Cinema B, paranoia urbana e crítica social

Passei os meses de março e abril deste ano fazendo uma peregrinação pessoal pelo cinema de Larry Cohen (apenas como diretor, se fosse como roteirista também, tava até hoje maratonando), algo que recomendo imensamente não apenas aos fãs de filmes de horror ou exploitation, mas a qualquer um realmente interessado em CINEMA.

Uma confirmação óbvia: Cohen foi um dos grandes nomes do cinema americano, com um talento descomunal em transformar limitações orçamentárias em força criativa. E repito: um dos grandes diretores não só de cinema de gênero, não só como independente e marginal, mas um nome a ser colocado ao lado de gente grande da sua geração, como Carpenter, De Palma, Flynn, Milius, Cimino e por aí vai.

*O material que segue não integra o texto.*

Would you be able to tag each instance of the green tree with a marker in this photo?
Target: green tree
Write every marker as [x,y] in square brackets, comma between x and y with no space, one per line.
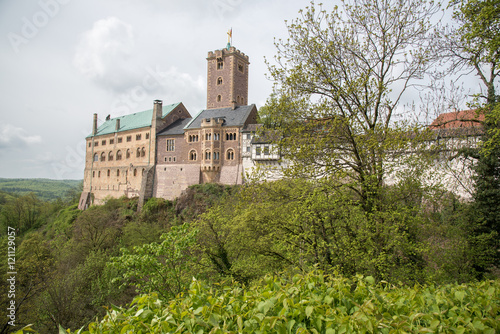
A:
[474,46]
[166,267]
[340,78]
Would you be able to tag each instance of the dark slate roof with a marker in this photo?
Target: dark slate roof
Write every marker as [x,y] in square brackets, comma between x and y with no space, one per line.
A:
[133,121]
[236,117]
[176,128]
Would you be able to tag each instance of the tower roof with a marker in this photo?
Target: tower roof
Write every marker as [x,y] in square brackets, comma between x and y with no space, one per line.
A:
[232,117]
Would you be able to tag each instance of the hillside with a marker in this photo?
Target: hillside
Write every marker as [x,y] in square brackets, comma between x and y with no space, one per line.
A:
[45,189]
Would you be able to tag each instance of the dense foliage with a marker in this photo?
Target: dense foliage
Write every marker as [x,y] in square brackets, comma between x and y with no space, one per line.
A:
[312,303]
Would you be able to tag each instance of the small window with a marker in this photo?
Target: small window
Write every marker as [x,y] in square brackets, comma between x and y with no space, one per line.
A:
[192,155]
[170,145]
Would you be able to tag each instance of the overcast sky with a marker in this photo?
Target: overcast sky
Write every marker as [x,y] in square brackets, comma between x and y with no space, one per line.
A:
[61,61]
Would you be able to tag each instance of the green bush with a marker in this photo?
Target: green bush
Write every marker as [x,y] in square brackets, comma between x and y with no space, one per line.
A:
[312,303]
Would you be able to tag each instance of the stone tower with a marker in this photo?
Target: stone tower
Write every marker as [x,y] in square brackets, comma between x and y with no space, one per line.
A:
[227,78]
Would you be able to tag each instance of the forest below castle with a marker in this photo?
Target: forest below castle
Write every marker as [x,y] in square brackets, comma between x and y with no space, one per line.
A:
[330,247]
[274,256]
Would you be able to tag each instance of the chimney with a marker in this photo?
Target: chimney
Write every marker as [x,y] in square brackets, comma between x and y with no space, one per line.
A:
[94,127]
[157,109]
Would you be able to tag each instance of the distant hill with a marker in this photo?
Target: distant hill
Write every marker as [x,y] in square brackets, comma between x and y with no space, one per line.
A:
[45,189]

Cohen sempre foi um autor subestimado, que transita entre gêneros fazendo comentários precisos sobre o estado das coisas, sobre o sistema, tratando de temas existenciais, filmes cuja superfície parecem um exemplar corriqueiro de um gênero qualquer, mas que de repente examina os pesadelos do consumismo, como em A COISA (The Stuff, 1985), ou o caos da paranoia urbana num filme de monstro como Q - A SERPENTE ALADA (Q, 1982). Apresenta arquétipos de personagens do mundo real sendo lançados em horrores maiores que a vida, uma habilidade que Cohen sempre executa com perfeição.

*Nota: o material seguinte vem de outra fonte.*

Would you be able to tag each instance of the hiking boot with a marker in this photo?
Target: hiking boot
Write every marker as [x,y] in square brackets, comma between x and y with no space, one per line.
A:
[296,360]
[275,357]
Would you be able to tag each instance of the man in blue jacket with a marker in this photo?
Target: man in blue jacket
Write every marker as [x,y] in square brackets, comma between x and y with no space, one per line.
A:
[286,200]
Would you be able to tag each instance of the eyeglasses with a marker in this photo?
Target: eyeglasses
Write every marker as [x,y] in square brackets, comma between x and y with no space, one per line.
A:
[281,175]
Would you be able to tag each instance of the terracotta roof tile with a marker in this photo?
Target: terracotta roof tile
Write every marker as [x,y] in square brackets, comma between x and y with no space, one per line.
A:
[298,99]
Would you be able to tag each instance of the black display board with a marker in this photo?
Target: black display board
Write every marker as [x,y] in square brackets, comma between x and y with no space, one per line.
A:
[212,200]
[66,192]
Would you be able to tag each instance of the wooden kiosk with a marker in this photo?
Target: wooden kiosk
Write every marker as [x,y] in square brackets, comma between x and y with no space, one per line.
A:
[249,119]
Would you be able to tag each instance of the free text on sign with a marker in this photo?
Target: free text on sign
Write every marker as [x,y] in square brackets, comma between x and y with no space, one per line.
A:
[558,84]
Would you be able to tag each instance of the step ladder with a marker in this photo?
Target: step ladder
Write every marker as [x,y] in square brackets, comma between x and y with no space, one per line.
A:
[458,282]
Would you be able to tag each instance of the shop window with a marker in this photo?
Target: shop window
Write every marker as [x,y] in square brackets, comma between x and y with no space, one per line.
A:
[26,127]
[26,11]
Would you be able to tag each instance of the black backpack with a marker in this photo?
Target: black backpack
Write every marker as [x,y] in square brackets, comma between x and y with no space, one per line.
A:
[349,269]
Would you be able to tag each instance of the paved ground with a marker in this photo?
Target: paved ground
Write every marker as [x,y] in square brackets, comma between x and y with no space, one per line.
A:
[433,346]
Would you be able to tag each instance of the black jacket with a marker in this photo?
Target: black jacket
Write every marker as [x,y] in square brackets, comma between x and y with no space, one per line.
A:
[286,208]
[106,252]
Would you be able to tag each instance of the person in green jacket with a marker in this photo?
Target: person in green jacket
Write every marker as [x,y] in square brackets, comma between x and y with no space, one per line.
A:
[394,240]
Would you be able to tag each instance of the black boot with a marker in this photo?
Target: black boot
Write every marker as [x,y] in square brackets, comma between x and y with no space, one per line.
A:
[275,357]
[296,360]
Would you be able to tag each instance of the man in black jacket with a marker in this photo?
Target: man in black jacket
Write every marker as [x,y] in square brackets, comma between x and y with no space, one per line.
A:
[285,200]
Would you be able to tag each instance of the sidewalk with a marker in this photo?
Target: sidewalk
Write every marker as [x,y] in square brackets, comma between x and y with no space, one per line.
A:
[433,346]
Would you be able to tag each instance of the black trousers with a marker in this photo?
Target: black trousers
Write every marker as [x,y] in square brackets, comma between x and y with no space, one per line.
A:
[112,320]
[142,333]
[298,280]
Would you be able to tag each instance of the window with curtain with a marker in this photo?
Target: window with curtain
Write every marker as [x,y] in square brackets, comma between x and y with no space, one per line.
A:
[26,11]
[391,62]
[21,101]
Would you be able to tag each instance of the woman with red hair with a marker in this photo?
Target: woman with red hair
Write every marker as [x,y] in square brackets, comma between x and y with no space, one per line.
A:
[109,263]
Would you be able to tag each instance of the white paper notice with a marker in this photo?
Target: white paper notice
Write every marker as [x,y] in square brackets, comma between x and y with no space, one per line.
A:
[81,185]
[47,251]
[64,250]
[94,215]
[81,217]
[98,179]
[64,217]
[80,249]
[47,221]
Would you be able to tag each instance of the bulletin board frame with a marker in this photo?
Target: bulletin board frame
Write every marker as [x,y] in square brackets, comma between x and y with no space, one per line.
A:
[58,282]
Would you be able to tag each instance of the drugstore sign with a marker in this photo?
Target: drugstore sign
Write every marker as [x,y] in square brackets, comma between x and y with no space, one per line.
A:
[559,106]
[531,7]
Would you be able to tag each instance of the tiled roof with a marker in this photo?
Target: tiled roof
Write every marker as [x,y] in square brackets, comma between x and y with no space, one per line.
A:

Não vou comentar aqui cada filme do sujeito porque a intenção não é deixar esse texto maior do que já vai estar. Quem tiver interesse pode dar uma olhada no meu perfil no Letterboxd, onde fiz comentários à medida em que ia conferindo cada filme. Aproveita e me segue por lá. Ou pra quem acompanha o meu Instagram de filmes, estou sempre atualizando por lá também (bons tempos em que tudo ficava concentrado em um só lugar. Hoje, para as pessoas te lerem não basta ter um blog, você tem que ter um blog, Twitter, Instagram, Facebook, Threads, Substack, Letterboxd e não sei mais o que… Mas tudo bem).

Por falar em mais dicas de leituras e Larry Cohen, no blog tem dois textinhos que acho até bem decentes sobre O CHEFÃO DE NOVA YORK (Black Caesar, 1973) e FOI DEUS QUE MANDOU (God Told Me To, 1976). Por hora, quero registrar uns três ou quatro destaques dessa peregrinação recente pelo cinema do Cohen.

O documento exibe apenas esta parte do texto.